HDCN Article Review/Hyperlink

Levin A, Goldstein MB

The benefits and side effects of ramped hypertonic sodium dialysis

J Am Soc Nephrol (Feb) 7:242-246 1996

Sodium gradient dialysis has been around for a long time, although its benefits have not been conclusively determined by controlled studies. Levin and Goldstein took 11 symptomatic and 5 asymptomatic patients, developed a sodium gradient profile for each designed to minimize thirst, and then dialyzed for 3 weeks with "ramped" sodium dialysis (basically 155-160 to 140 mM sodium) and for 3 weeks with conventional (140 mM sodium dialysis). In some patients, number unspecified, UF was also ramped, with 50% of the ultrafiltrate removed in the first hour. The patients and symptom assessors were blinded as to choice of treatment.

There was no difference in blood pressures predialysis, nor differences in intradialytic hypotensive episodes. Patients had less headache, hangover, and cramps during ramped dialysis than during standard therapy. 81% were more thirsty on ramped dialysis, but intradialytic weight gain was only slightly, and not significantly, increased.

Comment: This study is interesting in that it preselected patients with headache, hangover, and cramps. These symptoms were the major ones improved during ramped dialysis. In my own experience, cramps certainly are improved using this method. I find it difficult to believe that interdialytic weight gain was not increased, although if the patients limited their sodium intake during the interdialytic period this is possible. Usually, any increase in the integral of the dialysate sodium concentration predictably results in an increased interdialytic weight gain. It is almost impossible to really blind such studies over a 3 week period. The combined use of "ramped" UF is interesting, and use of ramped UF even in the absence of sodium modeling may be of benefit. See also Raja and Gonzales, ASN abstract, p. 611, J Am Soc Nephrol, September 1995, vol. 3. (John T. Daugirdas, M.D., University of Illinois)

Further comments from one of the authors, Dr.
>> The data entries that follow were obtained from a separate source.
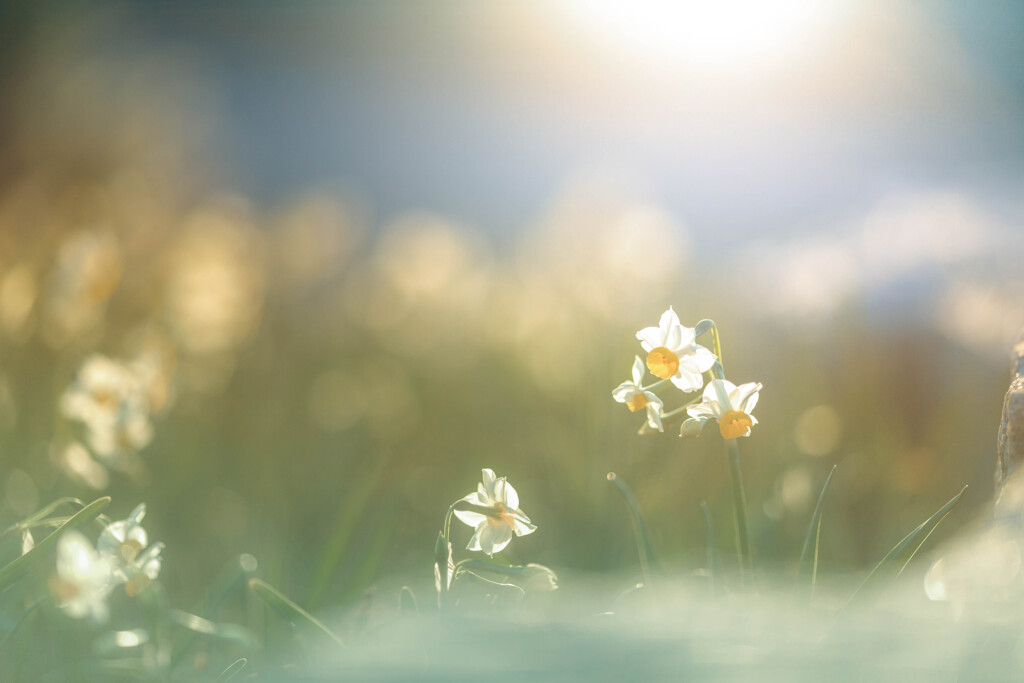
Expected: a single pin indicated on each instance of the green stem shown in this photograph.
(639, 528)
(675, 412)
(656, 385)
(739, 502)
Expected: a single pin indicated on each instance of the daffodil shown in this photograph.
(674, 354)
(133, 561)
(729, 404)
(83, 580)
(636, 398)
(495, 530)
(109, 397)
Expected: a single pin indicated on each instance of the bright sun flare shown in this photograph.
(705, 33)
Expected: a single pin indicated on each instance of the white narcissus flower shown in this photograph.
(83, 580)
(109, 397)
(494, 532)
(636, 398)
(674, 354)
(133, 561)
(729, 404)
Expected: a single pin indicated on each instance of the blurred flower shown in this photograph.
(636, 398)
(133, 561)
(83, 579)
(730, 404)
(494, 532)
(88, 270)
(215, 285)
(79, 464)
(673, 353)
(109, 397)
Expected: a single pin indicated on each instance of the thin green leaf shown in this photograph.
(639, 527)
(232, 633)
(912, 541)
(10, 573)
(276, 601)
(343, 528)
(710, 543)
(232, 671)
(35, 518)
(807, 556)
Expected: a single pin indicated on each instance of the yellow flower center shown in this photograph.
(734, 424)
(637, 402)
(663, 363)
(505, 516)
(129, 550)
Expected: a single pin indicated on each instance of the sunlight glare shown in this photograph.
(710, 35)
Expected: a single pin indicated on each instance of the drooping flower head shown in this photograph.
(494, 532)
(636, 398)
(674, 354)
(109, 397)
(83, 580)
(729, 404)
(133, 561)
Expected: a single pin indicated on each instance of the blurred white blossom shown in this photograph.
(83, 579)
(636, 398)
(674, 354)
(495, 531)
(134, 562)
(729, 404)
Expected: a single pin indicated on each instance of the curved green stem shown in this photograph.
(639, 527)
(739, 503)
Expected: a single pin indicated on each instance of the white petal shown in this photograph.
(474, 543)
(625, 391)
(522, 524)
(507, 496)
(650, 338)
(654, 418)
(669, 319)
(638, 370)
(495, 537)
(687, 379)
(748, 397)
(470, 518)
(701, 411)
(692, 427)
(722, 389)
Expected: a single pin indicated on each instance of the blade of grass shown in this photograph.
(232, 633)
(12, 571)
(639, 527)
(814, 534)
(232, 670)
(710, 543)
(276, 601)
(922, 531)
(344, 526)
(35, 518)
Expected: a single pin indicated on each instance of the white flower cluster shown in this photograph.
(110, 399)
(86, 575)
(674, 355)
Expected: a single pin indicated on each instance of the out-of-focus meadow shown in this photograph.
(333, 363)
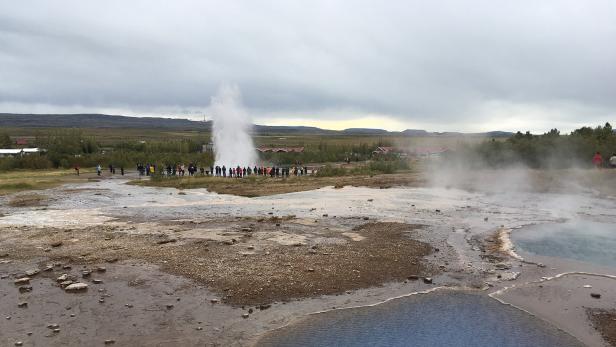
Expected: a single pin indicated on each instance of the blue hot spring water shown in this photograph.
(435, 319)
(585, 241)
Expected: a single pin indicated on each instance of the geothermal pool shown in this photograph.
(580, 240)
(434, 319)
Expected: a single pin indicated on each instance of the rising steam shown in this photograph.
(233, 145)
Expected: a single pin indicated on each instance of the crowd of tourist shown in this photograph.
(221, 171)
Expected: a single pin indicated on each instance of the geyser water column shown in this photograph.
(233, 145)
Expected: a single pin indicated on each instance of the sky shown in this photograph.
(450, 65)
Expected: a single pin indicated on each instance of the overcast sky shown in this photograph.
(435, 65)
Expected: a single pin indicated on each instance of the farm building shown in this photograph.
(281, 149)
(19, 152)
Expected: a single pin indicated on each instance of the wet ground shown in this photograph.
(242, 266)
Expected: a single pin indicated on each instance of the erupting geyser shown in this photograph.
(233, 145)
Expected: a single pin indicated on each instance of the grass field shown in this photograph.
(22, 180)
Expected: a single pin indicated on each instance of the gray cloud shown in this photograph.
(442, 64)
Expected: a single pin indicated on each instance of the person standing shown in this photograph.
(597, 160)
(613, 161)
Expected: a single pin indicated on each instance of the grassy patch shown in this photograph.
(23, 180)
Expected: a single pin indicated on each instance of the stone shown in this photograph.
(25, 289)
(163, 241)
(76, 287)
(23, 280)
(32, 272)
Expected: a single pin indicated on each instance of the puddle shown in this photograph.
(586, 241)
(435, 319)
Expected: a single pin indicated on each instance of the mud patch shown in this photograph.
(242, 273)
(605, 322)
(27, 200)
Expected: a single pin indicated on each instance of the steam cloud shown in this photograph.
(233, 145)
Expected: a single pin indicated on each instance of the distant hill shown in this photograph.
(112, 121)
(364, 131)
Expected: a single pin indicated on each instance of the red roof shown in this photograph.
(281, 149)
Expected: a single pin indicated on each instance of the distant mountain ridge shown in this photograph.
(113, 121)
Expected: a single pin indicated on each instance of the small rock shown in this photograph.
(32, 272)
(25, 289)
(23, 280)
(66, 283)
(76, 287)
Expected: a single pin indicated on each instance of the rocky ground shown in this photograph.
(165, 266)
(252, 262)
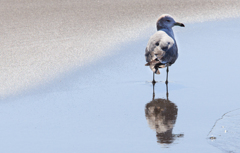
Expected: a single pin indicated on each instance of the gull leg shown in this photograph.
(153, 92)
(167, 83)
(153, 82)
(167, 76)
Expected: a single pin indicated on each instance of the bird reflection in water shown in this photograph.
(161, 115)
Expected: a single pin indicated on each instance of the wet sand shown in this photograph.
(41, 40)
(103, 107)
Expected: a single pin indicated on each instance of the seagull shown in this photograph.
(161, 50)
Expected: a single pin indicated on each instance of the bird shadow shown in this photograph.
(161, 115)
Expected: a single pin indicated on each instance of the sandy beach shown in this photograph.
(73, 78)
(41, 40)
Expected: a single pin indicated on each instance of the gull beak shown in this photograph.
(179, 24)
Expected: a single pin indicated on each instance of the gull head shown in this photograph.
(166, 21)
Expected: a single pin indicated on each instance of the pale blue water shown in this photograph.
(101, 108)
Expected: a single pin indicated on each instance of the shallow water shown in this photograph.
(102, 107)
(42, 39)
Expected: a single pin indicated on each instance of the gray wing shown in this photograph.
(160, 50)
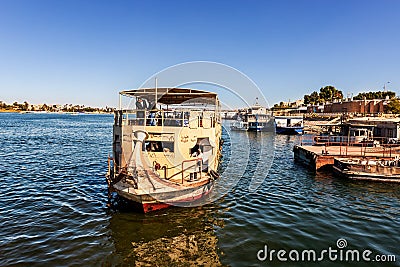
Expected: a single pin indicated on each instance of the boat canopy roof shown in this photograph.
(171, 96)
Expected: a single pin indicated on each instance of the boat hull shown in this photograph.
(364, 176)
(153, 201)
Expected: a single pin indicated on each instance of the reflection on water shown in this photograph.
(53, 203)
(164, 238)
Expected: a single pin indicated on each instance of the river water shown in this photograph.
(53, 210)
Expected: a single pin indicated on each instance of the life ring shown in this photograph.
(214, 174)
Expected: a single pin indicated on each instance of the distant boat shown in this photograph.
(253, 119)
(376, 170)
(289, 125)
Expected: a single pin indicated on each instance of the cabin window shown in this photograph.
(158, 146)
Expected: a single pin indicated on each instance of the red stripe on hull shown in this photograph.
(147, 207)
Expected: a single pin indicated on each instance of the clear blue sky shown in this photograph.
(84, 52)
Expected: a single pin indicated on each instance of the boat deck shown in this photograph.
(318, 157)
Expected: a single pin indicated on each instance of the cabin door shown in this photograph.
(207, 150)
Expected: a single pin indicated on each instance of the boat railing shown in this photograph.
(174, 118)
(369, 146)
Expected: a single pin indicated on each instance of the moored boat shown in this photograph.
(289, 125)
(166, 150)
(371, 169)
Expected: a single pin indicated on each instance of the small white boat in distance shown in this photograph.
(166, 150)
(253, 119)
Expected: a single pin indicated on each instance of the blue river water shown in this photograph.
(53, 205)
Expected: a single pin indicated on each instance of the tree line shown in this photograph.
(51, 108)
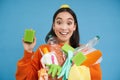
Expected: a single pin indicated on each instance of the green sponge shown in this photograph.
(67, 48)
(79, 58)
(29, 35)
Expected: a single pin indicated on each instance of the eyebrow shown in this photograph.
(61, 18)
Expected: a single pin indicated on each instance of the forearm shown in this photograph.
(28, 66)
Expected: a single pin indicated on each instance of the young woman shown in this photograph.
(65, 29)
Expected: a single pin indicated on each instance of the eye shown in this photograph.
(58, 22)
(69, 23)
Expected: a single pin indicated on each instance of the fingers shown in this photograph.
(54, 70)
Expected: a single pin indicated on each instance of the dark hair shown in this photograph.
(74, 40)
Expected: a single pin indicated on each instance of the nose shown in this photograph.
(64, 27)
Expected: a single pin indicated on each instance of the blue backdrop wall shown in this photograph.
(95, 17)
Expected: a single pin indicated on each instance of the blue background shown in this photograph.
(95, 17)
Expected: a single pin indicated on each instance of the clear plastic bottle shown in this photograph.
(91, 43)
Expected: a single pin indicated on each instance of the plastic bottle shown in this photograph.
(91, 43)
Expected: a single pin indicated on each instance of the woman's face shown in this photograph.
(64, 26)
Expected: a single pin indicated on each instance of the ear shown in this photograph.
(74, 27)
(53, 26)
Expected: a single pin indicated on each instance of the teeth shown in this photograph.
(64, 33)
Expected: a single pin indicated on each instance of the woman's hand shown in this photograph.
(29, 46)
(42, 74)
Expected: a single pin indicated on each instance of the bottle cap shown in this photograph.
(98, 37)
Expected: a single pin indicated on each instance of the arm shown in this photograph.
(95, 69)
(28, 66)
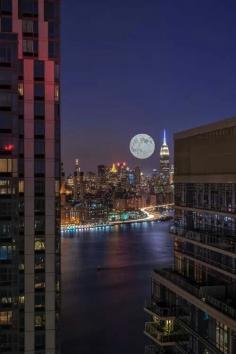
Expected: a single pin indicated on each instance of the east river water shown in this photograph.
(102, 311)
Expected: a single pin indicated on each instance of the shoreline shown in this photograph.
(149, 218)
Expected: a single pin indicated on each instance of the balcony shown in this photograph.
(208, 293)
(210, 345)
(160, 309)
(213, 240)
(151, 349)
(164, 337)
(219, 264)
(182, 348)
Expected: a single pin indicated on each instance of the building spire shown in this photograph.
(164, 137)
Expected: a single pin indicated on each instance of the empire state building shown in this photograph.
(165, 160)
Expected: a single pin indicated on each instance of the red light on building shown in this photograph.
(9, 147)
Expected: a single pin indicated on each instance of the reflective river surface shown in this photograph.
(102, 311)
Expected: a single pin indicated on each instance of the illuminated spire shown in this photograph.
(164, 137)
(113, 169)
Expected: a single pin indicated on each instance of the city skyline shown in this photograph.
(135, 161)
(140, 67)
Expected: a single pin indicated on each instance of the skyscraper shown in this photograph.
(29, 176)
(165, 160)
(193, 305)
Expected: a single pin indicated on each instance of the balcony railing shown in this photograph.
(160, 309)
(182, 348)
(205, 341)
(207, 237)
(209, 260)
(151, 349)
(209, 293)
(158, 334)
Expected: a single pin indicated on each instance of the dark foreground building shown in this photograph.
(29, 176)
(193, 305)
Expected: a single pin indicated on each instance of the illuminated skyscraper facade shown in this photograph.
(165, 160)
(193, 307)
(29, 176)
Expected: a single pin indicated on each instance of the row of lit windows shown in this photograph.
(6, 165)
(39, 92)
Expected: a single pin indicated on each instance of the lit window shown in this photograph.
(5, 165)
(28, 46)
(5, 187)
(21, 299)
(29, 26)
(21, 89)
(56, 93)
(39, 245)
(5, 253)
(21, 186)
(5, 318)
(39, 320)
(222, 337)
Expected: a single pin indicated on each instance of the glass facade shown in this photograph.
(199, 291)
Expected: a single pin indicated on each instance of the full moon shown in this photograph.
(142, 146)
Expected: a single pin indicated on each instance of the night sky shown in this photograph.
(133, 66)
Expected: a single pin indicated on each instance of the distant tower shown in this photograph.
(165, 160)
(77, 166)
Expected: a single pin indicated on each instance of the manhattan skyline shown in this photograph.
(139, 67)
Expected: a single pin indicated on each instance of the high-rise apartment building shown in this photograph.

Marc B. Goldstein, (University of Toronto, Ontario, Canada):
The patients indeed did not gain more weight during the ramped sodium treatments. I assume this was because of the effort made to tailor the treatment to minimize thirst. However you are correct in the inference that they took in less salt during the ramped sodium period. This is evident from tables 1 and 2 in the paper. The patients go off dialysis with a serum sodium level [Na] 4 mEq/l higher than when they were on standard therapy. Yet they gain a similar amount of weight and return with [Na] only 1 meq/l higher than when on standard therapy.

Some simple calculations show that the patients must therefore have HALVED their Na ingestion while on ramped sodium dialysis (RHDS) as compared with when they were on standard dialysis (SD): On SD they gained 2 kg between treatments with no change in [Na]; i.e. they ingested the equivalent of 2 liters of normal saline. On RHSD their [Na] fell from 140 to 137 between treatments, requiring 1 liter water (in a 70 kg pt), in addition they gained a total of 2 kg between treatments so they ingested the equivalent of 1 liter water and 1 liter saline between treatments; i.e., they halved their Na ingestion.

Clearly the important question is WHY? The data are consistent and the patients received no special instructions. Both patients and the physician making rounds were blinded. One possibility is, that RHSD reduces the drive to ingest Na. I would be interested in other thoughts.